Task Relabelling for Multi-task Transfer using Successor Features
This addresses the problem of inflexible policies in reinforcement learning for researchers and practitioners, but it is incremental as it builds on existing SF mechanisms.
The paper tackled the problem of enabling deep reinforcement learning agents to adapt to new tasks without retraining by using Successor Features (SFs) pre-trained without rewards in a custom environment with resource collection, traps, and crafting. The result showed that a task relabelling method improved agent performance in transferring to various target tasks using only a task vector, with concrete gains in transfer efficiency.

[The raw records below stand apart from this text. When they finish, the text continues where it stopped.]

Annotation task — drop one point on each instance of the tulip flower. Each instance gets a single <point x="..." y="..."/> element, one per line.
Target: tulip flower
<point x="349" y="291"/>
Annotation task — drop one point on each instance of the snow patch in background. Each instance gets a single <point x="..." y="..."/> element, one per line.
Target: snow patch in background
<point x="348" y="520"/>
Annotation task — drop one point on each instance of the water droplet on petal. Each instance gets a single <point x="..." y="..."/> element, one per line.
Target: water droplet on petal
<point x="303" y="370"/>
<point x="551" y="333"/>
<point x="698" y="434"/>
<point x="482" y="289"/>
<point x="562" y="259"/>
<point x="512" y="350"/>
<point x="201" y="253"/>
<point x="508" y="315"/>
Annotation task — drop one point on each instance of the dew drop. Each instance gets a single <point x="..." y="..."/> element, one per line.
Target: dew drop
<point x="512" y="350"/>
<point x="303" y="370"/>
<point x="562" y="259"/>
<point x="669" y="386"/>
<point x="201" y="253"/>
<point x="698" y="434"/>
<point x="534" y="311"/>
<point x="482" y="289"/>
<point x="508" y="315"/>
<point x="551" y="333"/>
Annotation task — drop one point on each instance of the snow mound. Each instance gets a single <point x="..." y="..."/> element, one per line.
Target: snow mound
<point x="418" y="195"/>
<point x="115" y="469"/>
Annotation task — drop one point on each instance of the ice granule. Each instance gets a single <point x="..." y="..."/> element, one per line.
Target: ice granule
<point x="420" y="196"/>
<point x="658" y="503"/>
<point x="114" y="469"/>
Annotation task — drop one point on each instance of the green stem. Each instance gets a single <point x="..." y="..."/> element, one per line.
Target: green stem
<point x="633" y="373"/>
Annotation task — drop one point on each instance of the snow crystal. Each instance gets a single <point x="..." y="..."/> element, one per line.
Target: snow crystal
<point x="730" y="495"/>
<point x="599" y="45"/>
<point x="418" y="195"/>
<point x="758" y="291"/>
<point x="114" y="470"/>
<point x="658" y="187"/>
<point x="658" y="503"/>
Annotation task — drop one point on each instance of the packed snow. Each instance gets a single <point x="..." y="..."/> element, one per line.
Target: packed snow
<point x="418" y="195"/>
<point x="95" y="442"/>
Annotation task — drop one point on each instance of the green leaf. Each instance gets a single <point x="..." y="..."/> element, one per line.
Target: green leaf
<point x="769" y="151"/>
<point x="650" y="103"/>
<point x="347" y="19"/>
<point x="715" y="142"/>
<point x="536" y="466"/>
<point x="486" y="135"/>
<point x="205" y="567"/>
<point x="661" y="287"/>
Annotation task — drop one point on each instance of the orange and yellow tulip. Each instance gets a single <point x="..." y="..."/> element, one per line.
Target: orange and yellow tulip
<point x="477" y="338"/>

Deep Reinforcement Learning has been very successful recently with various works on complex domains. Most works are concerned with learning a single policy that solves the target task, but is fixed in the sense that if the environment changes the agent is unable to adapt to it. Successor Features (SFs) proposes a mechanism that allows learning policies that are not tied to any particular reward function. In this work we investigate how SFs may be pre-trained without observing any reward in a custom environment that features resource collection, traps and crafting. After pre-training we expose the SF agents to various target tasks and see how well they can transfer to new tasks. Transferring is done without any further training on the SF agents, instead just by providing a task vector. For training the SFs we propose a task relabelling method which greatly improves the agent's performance.